Kazim Abaci: „Mich widert es an, dass Islamisten durch unsere Straßen laufen!“
Er war schon im Januar, als es hieß „Hamburg steht auf gegen Rechtsextremismus“, einer von denen, die die Fäden zogen: der Geschäftsführer des Vereins „Unternehmer ohne Grenzen“ und SPD-Politiker Kazim Abaci (59). 180.000 Teilnehmer konnten er und seine Mitstreiter damals mobilisieren. An diesem Freitag soll ab 16 Uhr in der City abermals für Demokratie demonstriert werden, und erneut ist Abaci einer der Mitorganisatoren. Gerade im Hinblick auf die Wahlen, die am Sonntag stattfinden, will ein breites Bündnis aus Gewerkschaften, Religionsgemeinschaften, Parteien, Wirtschaftsverbänden und Sport ein „starkes Zeichen gegen Rassismus und rechtsextreme Hetze“ setzen. Im MOPO-Interview stellt sich Abaci unseren Fragen.

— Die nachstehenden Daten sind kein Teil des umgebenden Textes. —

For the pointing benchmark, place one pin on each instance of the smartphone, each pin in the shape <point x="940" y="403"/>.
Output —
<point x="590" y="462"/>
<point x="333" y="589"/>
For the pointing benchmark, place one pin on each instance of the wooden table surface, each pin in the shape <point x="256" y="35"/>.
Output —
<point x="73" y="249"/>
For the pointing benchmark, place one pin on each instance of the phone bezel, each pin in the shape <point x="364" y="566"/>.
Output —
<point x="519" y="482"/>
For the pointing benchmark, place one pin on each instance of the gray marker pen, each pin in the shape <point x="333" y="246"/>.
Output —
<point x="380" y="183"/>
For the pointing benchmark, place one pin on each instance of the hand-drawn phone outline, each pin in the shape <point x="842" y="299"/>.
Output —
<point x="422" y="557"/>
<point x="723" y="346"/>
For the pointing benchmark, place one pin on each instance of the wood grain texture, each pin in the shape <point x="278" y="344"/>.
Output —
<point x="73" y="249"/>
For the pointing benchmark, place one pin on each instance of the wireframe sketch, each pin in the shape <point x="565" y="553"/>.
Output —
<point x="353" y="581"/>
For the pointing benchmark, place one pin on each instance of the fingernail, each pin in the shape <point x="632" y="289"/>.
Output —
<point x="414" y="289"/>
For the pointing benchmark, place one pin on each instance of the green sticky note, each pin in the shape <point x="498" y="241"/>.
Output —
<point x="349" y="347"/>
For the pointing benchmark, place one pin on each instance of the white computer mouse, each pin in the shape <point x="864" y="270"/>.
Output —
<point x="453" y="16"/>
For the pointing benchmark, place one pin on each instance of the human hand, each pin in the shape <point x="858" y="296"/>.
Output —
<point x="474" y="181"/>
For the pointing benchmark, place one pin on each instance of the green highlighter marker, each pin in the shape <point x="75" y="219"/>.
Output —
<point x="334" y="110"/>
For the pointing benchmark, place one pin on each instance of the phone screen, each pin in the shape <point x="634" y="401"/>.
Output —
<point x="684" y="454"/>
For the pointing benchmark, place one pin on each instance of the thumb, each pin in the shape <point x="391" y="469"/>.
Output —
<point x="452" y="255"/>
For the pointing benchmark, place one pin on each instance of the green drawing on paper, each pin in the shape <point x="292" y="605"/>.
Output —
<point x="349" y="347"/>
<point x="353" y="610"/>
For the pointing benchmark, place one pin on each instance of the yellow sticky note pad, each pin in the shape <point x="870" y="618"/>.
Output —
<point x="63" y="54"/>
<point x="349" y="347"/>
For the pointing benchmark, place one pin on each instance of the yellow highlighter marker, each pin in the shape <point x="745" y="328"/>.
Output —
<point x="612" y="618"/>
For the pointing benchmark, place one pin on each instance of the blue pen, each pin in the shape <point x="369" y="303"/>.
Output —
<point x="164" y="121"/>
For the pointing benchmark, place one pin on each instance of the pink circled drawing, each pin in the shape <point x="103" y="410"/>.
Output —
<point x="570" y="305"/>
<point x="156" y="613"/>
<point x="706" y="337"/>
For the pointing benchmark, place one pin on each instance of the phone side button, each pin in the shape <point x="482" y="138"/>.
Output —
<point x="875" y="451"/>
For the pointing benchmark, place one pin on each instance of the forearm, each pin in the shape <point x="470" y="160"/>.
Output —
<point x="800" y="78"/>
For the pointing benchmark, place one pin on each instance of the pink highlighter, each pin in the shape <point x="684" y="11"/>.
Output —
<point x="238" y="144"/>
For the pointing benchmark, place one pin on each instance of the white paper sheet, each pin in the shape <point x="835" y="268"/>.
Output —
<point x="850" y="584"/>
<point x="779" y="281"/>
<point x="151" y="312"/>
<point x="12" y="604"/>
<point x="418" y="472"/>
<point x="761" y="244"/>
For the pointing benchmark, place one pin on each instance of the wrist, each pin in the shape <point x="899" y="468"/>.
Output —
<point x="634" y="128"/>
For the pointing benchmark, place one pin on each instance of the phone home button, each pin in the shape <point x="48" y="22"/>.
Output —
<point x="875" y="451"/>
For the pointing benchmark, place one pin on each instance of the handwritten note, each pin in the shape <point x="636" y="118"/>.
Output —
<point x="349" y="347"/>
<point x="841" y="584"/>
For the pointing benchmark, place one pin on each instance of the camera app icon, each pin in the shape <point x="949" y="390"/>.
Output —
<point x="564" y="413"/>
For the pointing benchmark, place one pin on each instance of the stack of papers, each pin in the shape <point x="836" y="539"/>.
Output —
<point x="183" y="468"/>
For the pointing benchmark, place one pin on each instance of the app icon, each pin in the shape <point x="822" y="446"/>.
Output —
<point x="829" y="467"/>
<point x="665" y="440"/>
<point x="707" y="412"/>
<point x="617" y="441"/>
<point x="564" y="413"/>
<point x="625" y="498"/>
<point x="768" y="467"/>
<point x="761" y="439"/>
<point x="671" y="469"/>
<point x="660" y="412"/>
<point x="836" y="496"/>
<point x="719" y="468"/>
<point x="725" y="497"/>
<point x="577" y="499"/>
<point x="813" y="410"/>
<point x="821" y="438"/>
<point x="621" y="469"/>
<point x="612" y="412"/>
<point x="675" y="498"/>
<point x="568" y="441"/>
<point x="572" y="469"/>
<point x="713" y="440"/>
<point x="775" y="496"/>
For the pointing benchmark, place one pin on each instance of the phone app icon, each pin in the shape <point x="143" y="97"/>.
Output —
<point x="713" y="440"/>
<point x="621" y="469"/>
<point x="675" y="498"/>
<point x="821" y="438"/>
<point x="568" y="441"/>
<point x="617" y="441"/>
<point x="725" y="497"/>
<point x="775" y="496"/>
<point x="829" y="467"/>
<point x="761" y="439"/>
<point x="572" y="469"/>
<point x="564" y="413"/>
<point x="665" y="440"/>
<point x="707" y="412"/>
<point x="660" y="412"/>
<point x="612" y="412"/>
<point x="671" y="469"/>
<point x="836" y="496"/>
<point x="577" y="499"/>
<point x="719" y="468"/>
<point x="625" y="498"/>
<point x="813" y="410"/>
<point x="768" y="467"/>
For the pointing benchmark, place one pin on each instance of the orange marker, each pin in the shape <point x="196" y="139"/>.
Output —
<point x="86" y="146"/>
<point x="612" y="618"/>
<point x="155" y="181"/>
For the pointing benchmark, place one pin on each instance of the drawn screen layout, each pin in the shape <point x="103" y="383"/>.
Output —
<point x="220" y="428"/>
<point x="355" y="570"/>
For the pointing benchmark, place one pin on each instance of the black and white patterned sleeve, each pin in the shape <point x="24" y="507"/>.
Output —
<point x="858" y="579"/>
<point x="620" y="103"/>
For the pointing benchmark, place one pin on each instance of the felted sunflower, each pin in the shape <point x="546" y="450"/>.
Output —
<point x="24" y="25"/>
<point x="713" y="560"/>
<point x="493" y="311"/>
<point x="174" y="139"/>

MOPO: „Rechtsextremismus stoppen – Demokratie vereidigen – Wählen gehen“, das ist das Motto Ihrer Demo. Das klingt so, als würde die Demokratie allein von rechts bedroht. Der jüngste Verfassungsschutzbericht Hamburg warnt beispielsweise auch vor Islamisten. Gerade wurde in Mannheim ein Polizist von einem mutmaßlich islamistischen Täter umgebracht …
Kazim Abaci: Richtig, und deshalb richtet sich unsere Demonstration auch nicht alleine gegen Rechtsextremismus – wobei von dort aktuell die größte Bedrohung für unsere freiheitlich-demokratische Grundordnung ausgeht. Freiheit und Demokratie werden auch von anderer Seite herausgefordert – insbesondere der Islamismus stellt für das friedliche Zusammenleben in unserer Gesellschaft eine Gefahr dar. Wir demonstrieren am Freitag gegen Extremisten aller Couleur. Es geht gegen alle, die Freiheit und Demokratie und unsere Werte bekämpfen wollen.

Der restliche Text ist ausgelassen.